Afghan officials are having a hard time meeting the already-low expectations for the September 8 parliamentary elections.

On October 4, Afghanistan’s Independent Elections Commission pushed back its own Oct. 9 deadline for announcing preliminary results from across the country to Oct. 17. The announcement was delayed yet again yesterday, with it now planned for Wednesday. The release of preliminary results was aimed at enhancing the public’s faith in the election by offering a sense of transparency to the counting, but this delay – just hours before the results were supposed to be released – has raised serious suspicions that heavy pressure is being put on the IEC to change the outcome “for a handful of powerful figures.” If there is anything to these suspicions, it is a seriously bad turn.

There are two ways an election can go wrong, through both the process and the content. First, through ballot-stuffing or vote-rigging or other forms of fraud, the actual electoral process can be illegitimate. But while we in the west tend to focus on the electoral process as the key to legitimacy, a few people I spoke to in Afghanistan think that what really matters is the ensuing content – that is, who gets into parliament.
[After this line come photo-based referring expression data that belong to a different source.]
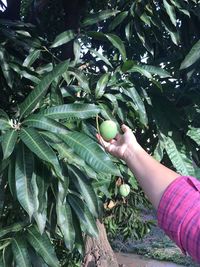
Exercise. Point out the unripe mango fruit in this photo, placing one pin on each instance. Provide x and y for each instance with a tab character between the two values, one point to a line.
108	130
124	190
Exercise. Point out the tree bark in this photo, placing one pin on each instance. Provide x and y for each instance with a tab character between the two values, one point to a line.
98	252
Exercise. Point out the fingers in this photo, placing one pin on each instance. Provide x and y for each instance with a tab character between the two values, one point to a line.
125	128
102	141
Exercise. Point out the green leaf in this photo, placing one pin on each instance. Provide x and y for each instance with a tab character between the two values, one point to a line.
144	38
194	134
64	218
85	188
16	227
43	246
25	72
141	70
117	43
170	11
97	17
90	151
11	175
48	124
84	215
127	65
4	114
117	20
23	175
156	71
8	142
75	110
20	252
35	96
101	85
82	79
40	215
137	104
192	56
31	58
5	67
34	141
100	56
4	123
63	38
179	158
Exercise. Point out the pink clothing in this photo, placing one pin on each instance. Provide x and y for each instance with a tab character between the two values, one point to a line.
179	214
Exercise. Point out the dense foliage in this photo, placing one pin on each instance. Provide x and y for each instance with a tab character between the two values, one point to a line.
130	61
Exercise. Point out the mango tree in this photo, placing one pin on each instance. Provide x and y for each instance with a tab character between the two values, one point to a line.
65	68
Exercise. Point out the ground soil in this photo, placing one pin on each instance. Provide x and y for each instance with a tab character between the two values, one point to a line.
155	245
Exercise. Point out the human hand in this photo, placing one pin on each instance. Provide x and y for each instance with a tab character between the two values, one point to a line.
122	145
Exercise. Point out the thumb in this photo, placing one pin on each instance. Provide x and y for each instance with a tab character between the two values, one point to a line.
125	128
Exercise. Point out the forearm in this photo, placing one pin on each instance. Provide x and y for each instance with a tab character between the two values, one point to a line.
153	177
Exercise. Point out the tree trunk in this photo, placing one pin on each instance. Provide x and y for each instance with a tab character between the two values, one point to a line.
98	252
12	11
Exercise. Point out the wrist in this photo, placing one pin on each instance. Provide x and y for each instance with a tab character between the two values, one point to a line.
131	152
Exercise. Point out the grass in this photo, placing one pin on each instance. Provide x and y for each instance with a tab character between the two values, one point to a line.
156	245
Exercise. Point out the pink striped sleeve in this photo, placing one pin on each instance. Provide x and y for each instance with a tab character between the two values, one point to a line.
179	214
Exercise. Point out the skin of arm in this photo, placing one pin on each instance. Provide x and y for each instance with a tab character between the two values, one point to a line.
152	176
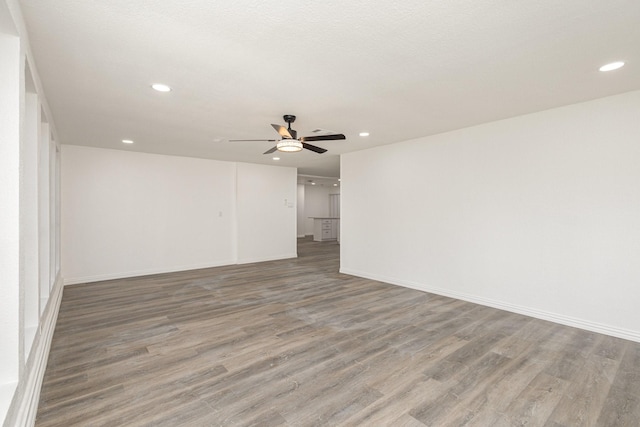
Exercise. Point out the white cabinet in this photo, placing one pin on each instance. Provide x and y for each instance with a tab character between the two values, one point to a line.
325	229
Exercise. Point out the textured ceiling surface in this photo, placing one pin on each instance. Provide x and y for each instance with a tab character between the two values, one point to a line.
397	69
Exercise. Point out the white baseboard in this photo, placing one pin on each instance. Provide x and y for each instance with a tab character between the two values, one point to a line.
562	319
25	406
139	273
263	259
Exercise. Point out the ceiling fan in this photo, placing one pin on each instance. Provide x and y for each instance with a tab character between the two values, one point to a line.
290	141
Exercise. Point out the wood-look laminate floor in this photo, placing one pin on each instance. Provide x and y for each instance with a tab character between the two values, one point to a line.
295	343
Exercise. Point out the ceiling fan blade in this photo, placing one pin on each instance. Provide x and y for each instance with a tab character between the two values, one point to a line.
282	131
248	140
313	148
323	137
271	150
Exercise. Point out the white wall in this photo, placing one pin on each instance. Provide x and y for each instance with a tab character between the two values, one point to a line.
29	207
538	214
266	212
300	218
316	203
127	214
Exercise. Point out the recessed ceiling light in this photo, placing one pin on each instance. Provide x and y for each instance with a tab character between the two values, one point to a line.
612	66
161	87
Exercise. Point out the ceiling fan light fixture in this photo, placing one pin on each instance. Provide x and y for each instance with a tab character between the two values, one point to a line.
289	145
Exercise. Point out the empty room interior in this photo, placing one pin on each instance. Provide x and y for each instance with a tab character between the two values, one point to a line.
260	213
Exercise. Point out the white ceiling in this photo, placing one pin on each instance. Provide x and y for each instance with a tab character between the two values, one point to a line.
397	69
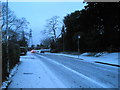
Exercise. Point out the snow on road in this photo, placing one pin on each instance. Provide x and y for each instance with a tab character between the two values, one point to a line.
111	58
32	73
79	74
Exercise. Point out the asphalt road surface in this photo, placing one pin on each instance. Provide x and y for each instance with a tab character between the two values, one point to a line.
76	73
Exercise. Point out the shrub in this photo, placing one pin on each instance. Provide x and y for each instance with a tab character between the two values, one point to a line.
13	55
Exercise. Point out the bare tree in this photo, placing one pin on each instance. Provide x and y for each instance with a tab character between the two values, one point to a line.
16	26
47	42
52	26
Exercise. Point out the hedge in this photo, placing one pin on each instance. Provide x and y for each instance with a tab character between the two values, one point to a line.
13	56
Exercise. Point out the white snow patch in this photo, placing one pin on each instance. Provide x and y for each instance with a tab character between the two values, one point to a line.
12	72
33	73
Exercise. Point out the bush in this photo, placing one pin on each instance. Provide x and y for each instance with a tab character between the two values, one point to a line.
13	55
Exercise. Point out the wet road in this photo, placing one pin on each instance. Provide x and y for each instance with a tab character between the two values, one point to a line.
75	73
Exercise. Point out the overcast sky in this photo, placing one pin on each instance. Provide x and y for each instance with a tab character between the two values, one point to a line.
38	12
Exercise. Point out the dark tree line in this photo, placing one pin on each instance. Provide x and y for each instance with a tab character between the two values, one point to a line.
98	25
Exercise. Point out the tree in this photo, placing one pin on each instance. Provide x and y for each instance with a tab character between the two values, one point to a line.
16	27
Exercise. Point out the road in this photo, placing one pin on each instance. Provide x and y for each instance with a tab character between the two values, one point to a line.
57	71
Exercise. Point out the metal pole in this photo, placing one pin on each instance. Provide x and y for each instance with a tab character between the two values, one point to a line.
7	37
78	47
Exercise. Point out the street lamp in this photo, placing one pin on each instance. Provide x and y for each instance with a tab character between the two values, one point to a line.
78	45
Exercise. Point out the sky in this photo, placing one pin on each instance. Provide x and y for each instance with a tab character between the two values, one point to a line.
38	12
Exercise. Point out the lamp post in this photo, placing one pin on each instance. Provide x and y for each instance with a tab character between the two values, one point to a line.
78	46
7	37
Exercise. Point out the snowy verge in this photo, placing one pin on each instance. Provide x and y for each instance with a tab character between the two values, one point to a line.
6	83
111	58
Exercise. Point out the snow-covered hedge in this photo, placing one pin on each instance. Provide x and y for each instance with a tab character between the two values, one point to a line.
13	56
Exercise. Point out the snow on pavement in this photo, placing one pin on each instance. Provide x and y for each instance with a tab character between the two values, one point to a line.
32	73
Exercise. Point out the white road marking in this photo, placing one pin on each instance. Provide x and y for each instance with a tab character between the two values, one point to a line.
79	74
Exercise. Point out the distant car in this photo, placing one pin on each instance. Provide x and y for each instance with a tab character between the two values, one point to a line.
23	50
32	51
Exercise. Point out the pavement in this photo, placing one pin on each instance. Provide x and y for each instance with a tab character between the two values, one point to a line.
56	71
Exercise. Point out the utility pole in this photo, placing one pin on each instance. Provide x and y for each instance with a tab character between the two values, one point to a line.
30	42
78	46
7	36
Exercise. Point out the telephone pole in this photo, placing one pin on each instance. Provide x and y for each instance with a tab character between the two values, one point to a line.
30	42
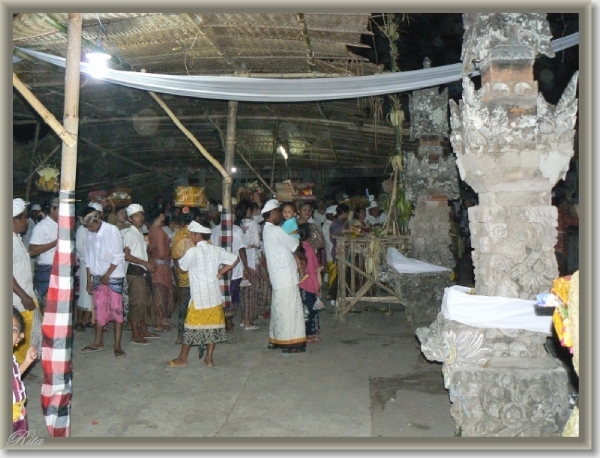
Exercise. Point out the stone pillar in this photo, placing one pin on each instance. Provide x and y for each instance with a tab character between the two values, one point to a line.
431	178
512	147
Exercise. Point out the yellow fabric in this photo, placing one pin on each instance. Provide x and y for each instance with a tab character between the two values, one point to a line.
24	345
177	253
18	409
332	272
213	317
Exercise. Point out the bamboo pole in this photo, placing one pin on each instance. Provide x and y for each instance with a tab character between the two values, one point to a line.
191	137
275	138
48	117
52	153
32	169
255	172
71	110
229	152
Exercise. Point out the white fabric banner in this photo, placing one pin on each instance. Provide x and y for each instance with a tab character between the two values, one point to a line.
282	90
492	311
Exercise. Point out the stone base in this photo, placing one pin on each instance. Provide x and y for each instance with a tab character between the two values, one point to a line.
421	294
501	382
525	398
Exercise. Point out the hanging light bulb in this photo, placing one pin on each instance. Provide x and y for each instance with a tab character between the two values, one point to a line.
282	151
98	58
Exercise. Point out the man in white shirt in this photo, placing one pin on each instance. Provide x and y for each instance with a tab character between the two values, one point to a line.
138	277
240	271
205	319
319	214
43	244
24	299
287	330
375	215
105	270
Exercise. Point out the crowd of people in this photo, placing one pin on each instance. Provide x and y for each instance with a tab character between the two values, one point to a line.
151	272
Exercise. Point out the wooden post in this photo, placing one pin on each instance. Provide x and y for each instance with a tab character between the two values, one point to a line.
32	168
229	152
275	139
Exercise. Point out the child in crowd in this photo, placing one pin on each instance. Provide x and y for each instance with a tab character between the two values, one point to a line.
20	425
310	285
289	212
290	226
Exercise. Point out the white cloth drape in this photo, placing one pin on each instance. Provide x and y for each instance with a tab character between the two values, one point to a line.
282	90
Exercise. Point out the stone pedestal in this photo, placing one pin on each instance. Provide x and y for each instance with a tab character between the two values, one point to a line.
501	382
430	233
421	294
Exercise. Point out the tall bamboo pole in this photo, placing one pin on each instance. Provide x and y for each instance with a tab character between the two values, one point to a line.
229	152
71	112
275	137
32	168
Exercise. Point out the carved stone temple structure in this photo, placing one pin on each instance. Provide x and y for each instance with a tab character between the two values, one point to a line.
512	147
431	179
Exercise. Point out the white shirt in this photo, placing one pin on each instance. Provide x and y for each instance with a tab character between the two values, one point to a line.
237	241
80	242
252	237
279	246
134	240
103	248
319	219
328	244
27	236
21	271
379	220
203	262
44	232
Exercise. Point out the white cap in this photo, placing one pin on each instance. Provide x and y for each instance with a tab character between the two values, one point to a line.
373	204
134	208
19	206
270	205
198	228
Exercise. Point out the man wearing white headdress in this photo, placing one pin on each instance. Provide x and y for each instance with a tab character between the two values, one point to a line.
24	298
205	320
138	277
286	330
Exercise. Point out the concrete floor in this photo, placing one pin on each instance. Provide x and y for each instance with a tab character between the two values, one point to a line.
366	378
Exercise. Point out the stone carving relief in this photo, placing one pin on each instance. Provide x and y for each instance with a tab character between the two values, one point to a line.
493	148
430	233
485	32
514	249
428	113
501	382
421	175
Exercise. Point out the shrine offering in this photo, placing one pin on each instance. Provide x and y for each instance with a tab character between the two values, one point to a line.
190	196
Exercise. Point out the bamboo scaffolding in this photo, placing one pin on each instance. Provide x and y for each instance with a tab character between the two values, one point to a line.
229	152
48	117
32	168
255	172
191	137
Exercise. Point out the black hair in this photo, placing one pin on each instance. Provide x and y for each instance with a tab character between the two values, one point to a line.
289	204
342	208
240	212
357	211
558	200
17	315
304	231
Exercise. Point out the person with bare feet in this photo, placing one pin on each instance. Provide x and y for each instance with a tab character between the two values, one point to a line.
138	277
103	256
205	320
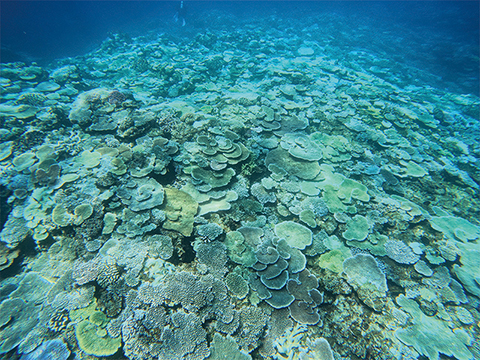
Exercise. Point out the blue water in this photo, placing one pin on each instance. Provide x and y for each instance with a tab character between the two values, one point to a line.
239	180
439	36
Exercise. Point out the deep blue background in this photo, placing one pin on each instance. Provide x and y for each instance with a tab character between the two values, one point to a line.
444	33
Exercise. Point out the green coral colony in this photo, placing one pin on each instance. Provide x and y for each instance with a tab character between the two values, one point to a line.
197	202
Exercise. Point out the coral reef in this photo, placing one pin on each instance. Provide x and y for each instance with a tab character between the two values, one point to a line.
260	190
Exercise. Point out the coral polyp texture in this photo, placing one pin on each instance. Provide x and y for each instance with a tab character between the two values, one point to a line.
275	189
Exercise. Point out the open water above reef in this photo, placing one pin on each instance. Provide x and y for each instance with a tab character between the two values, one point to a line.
280	180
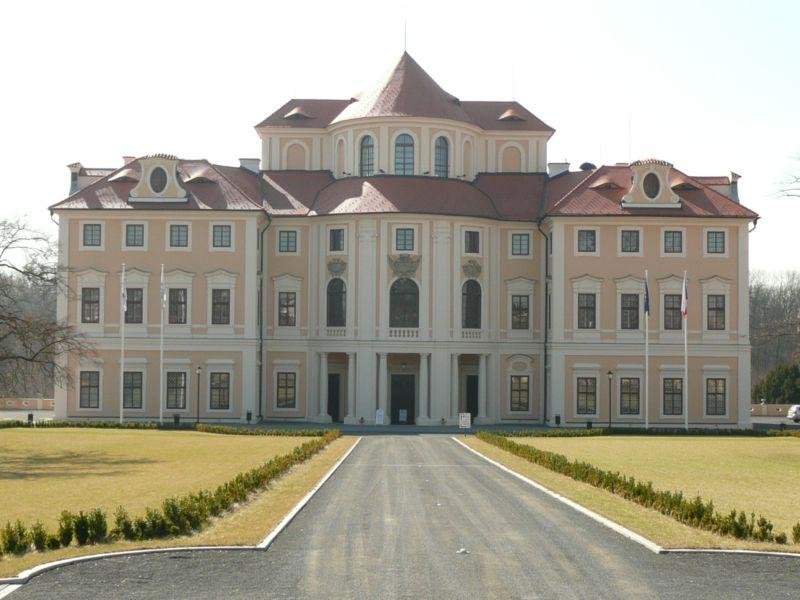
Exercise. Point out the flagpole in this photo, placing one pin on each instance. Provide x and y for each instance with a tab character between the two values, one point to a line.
161	350
646	355
123	310
686	350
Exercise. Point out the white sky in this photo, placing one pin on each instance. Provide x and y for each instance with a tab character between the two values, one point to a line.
709	86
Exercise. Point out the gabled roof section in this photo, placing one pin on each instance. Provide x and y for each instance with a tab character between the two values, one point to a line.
584	198
219	188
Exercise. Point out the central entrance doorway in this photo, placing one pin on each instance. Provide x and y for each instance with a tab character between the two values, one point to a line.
402	399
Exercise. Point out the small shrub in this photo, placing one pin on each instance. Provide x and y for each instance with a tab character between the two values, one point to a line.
39	536
81	524
98	526
66	528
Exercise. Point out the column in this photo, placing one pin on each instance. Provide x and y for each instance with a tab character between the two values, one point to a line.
323	387
454	386
422	417
482	387
382	399
351	388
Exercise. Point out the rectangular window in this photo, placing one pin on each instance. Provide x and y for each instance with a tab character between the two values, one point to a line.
287	390
715	397
629	396
177	306
520	400
519	312
176	390
586	311
92	234
716	312
134	235
673	242
90	305
287	241
221	236
630	240
672	311
673	396
472	242
715	242
132	389
587	240
336	240
220	391
404	239
134	305
179	236
287	304
630	311
221	307
520	244
587	395
90	389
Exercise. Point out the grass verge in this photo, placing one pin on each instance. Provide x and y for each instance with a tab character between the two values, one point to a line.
659	528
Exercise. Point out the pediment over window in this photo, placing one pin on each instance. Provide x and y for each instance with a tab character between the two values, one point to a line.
650	185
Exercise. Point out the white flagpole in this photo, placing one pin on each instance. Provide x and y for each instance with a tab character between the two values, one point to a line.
685	310
123	296
161	358
646	356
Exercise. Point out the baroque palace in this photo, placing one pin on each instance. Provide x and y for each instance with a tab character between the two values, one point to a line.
410	255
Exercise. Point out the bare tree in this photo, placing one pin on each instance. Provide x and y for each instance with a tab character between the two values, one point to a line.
32	341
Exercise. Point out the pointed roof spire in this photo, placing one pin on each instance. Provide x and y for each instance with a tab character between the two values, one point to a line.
407	91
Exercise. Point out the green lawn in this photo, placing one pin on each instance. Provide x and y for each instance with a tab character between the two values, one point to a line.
45	471
750	474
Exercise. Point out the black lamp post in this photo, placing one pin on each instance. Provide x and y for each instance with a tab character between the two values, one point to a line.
198	370
610	379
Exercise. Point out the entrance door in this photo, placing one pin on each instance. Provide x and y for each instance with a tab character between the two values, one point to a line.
333	396
472	395
402	399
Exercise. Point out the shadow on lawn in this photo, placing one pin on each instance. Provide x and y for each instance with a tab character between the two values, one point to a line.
65	465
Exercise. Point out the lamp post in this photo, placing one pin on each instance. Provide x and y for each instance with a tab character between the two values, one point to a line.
198	370
610	379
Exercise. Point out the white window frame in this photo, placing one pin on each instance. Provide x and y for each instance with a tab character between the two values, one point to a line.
211	246
278	251
717	372
724	231
511	234
596	230
622	228
662	242
102	246
188	247
394	229
124	236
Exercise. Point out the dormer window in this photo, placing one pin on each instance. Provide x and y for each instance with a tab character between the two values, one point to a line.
158	180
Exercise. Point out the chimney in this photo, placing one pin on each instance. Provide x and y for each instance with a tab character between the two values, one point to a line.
735	187
251	164
554	169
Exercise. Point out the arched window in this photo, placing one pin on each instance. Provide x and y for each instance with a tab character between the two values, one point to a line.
471	305
367	157
441	163
337	303
404	155
404	304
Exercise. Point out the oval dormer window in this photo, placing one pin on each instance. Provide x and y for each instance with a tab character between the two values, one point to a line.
651	185
158	180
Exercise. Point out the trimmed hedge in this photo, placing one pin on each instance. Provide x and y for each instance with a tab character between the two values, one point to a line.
694	512
178	515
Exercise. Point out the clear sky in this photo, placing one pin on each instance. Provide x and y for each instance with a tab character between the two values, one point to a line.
710	86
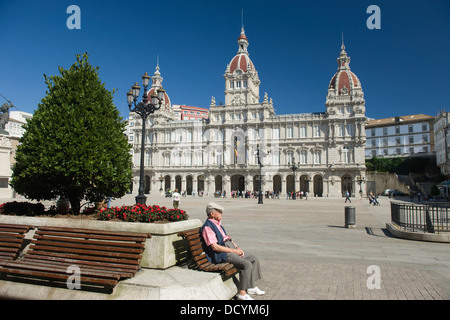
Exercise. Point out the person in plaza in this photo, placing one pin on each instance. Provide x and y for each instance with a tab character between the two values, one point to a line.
176	198
347	197
220	248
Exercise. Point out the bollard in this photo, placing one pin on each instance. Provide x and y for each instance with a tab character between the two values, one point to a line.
350	217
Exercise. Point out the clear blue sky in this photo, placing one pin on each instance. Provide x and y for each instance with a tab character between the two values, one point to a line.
404	67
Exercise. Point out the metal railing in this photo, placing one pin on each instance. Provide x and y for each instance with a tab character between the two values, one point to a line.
428	217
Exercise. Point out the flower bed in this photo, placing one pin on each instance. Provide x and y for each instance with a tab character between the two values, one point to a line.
134	213
142	213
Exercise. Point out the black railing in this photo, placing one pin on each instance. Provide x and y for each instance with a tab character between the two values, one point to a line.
427	217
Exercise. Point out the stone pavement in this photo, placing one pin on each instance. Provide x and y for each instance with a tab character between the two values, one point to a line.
307	253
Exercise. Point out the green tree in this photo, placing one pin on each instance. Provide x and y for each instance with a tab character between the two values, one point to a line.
74	146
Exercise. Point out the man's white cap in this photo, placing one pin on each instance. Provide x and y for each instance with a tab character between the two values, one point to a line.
212	205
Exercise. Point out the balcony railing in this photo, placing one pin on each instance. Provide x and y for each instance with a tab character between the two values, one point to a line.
427	217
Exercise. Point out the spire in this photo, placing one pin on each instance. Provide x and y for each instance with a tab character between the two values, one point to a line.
243	42
157	79
343	60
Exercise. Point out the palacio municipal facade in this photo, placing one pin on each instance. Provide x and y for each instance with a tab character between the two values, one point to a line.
244	137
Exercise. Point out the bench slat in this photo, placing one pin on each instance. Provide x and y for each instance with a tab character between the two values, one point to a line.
104	257
12	237
56	276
The Wolesi Jirga is the primary political instrument for holding the president in check, and a lot of observers were hoping for an injection of 20 to 30 fresh, young Afghan politicians who understand the notion of a loyal parliamentary opposition.

There is no question there was fraud. The day we visited the IEC tally centre in Kabul in early October, the IEC announced that Tuesday that it had invalidated part or all of the results from another 227 of Afghanistan’s roughly 5,400 polling centres, with audits and recounts in 339 others. Yesterday, the IEC said it would nullify wholly or partially the votes cast at 430 polling places, and that votes at another 830 sites were being audited.

But chief electoral officer Abdullah Ahmadzai stressed in an interview that while fraud had taken place at certain polling centres, there is no constituency in the country in which the credibility of the final result is seriously challenged. Everyone who was returned to parliament, he stressed, would be legitimately there. (NB: The electoral system for the Wolesa Jirga is by single non-transferable vote in multi-member district-level constituencies.)

There is a surprising amount of public trust in Mr. Ahmadzai and the commissioner, Fazal Ahmad Manawi. But as Alissa Rubin writes in today’s NYT, “nothing in their past could have prepared the two men for the level of pressure they now face from hundreds of candidates angry about the apparent outcome.” Not to mention from a president who is less than keen to face a parliament bent on opposing his will, however loyal it might purport to be.